At more than 7,100 active COVID cases in the county Friday and with 35.3% of all St. Clair County inpatient beds being used by COVID patients, transmission of the virus and hospitalizations indeed remained high in the area overall.
Mercatante: Case investigators facing 'growing resistance'
Local officials have previously discussed the difficulty in getting people to cooperate with the health department’s contact-tracing efforts last year as pandemic fatigue first began to set it.
These days, Mercatante said those challenges are coming more often.
“So, before we’d run into it periodically. Now, it's common,” she said. She called what they were experiencing now “a growing resistance” of people “not answering the phone, not giving us the information we need to make sure that people are out there spreading the virus unknowingly, or that they've been exposed unknowingly.”
Mercatante couldn’t put a number on the trend, adding it probably had to come from the state because of the PEG system they use aid in COVID case investigations.
According to an interim April 2021 public health COVID procedural guide, the Michigan Department of Health and Human Services contracted with the company Patient Education Genius, or PEG, in response to periods of increased investigation referrals.

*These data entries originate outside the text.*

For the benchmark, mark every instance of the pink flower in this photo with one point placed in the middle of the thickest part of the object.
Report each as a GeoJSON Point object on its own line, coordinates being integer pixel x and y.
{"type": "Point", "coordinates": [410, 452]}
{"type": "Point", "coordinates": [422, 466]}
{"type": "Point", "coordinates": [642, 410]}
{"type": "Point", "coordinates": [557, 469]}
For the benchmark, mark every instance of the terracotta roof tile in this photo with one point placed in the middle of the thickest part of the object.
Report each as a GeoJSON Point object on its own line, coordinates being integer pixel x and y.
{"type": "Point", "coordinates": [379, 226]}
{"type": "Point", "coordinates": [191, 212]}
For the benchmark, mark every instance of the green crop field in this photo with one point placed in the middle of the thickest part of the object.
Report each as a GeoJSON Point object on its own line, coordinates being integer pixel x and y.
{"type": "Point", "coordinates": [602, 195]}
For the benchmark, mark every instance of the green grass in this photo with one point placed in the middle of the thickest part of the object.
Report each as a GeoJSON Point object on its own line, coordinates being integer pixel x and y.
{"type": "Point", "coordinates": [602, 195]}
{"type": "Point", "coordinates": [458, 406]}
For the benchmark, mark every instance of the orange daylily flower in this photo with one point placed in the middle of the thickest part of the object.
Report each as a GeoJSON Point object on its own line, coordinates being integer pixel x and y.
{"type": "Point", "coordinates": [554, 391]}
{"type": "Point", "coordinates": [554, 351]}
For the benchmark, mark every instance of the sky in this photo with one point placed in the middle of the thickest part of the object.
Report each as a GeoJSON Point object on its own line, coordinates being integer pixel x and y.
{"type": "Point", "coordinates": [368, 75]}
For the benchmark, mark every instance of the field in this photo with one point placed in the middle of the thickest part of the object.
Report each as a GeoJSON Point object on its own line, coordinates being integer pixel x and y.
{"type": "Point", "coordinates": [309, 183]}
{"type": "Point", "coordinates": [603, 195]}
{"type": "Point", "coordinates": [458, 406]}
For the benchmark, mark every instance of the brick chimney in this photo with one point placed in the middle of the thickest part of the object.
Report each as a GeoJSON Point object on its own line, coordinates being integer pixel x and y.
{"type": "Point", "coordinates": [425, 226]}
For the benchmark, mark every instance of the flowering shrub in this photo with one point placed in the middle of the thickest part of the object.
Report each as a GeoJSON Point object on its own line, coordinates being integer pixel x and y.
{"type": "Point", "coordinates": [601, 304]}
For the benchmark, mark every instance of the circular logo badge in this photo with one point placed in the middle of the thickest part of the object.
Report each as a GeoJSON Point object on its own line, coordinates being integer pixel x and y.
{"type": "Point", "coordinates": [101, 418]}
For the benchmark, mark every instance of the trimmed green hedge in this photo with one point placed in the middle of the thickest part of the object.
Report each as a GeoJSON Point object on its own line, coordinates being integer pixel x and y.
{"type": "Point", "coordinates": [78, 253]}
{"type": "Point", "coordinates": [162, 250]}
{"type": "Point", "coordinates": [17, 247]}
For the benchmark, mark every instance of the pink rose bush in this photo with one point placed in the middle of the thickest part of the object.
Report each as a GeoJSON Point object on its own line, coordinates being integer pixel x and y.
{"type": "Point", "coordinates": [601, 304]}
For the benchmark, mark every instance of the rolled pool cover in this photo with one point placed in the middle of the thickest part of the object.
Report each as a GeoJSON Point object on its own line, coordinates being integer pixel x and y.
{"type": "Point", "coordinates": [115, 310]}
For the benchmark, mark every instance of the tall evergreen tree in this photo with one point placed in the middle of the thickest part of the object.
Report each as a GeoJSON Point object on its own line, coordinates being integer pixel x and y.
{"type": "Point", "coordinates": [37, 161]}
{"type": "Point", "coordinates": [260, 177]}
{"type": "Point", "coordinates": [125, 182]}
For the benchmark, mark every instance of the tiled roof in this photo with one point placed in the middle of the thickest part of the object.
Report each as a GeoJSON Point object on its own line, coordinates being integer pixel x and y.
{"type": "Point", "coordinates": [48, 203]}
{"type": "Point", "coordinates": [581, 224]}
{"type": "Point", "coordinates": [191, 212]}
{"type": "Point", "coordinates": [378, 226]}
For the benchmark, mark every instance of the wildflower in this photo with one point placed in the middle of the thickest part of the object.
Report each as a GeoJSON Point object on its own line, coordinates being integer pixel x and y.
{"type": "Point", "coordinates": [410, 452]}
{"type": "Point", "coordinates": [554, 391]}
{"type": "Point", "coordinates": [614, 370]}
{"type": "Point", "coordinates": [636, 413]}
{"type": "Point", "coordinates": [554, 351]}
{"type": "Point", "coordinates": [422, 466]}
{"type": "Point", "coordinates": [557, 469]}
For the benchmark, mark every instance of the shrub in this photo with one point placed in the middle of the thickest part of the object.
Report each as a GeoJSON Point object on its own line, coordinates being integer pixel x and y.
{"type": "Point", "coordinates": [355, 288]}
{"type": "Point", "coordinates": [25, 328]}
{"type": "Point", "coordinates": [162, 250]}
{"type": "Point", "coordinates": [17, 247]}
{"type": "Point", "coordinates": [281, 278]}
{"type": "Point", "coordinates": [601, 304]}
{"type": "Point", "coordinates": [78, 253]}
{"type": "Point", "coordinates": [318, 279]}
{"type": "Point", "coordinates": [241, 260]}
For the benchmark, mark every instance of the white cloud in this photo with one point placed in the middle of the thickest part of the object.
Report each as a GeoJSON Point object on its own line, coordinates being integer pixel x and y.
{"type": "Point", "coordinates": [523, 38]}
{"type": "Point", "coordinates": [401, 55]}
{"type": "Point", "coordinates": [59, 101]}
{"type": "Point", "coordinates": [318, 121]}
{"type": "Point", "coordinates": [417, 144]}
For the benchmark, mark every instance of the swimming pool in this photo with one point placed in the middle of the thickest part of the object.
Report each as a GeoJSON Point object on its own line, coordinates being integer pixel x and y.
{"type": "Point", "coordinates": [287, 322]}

Requests for comment on response rates to a state spokesperson weren’t immediately returned as of press time Friday.
Mercatante said the challenge arises with the automation that responds to people who test positive. She said the “response rate for that is abysmal.”
“More and more people are just throwing their hands up and saying, ‘This doesn't work for me,’” she said. “… And the problem is, we really don't have any alternatives for them.”
Ultimately, Mercatante said the trend makes response to the virus harder for everyone — on top of sluggish adherence to basic masking and social-distancing measures.
“The longer people ignore things and deny that we have a problem and deny the solutions that science and medicine give us, the longer we're all going to have to suffer with it,” Mercatante said. “And I don't know the answer (to) that one other than I'm hoping that people come to their senses.
“This does require a community effort. It requires everybody doing their part. I’ve said that a million times. But that’s the challenge I have really with all of it.”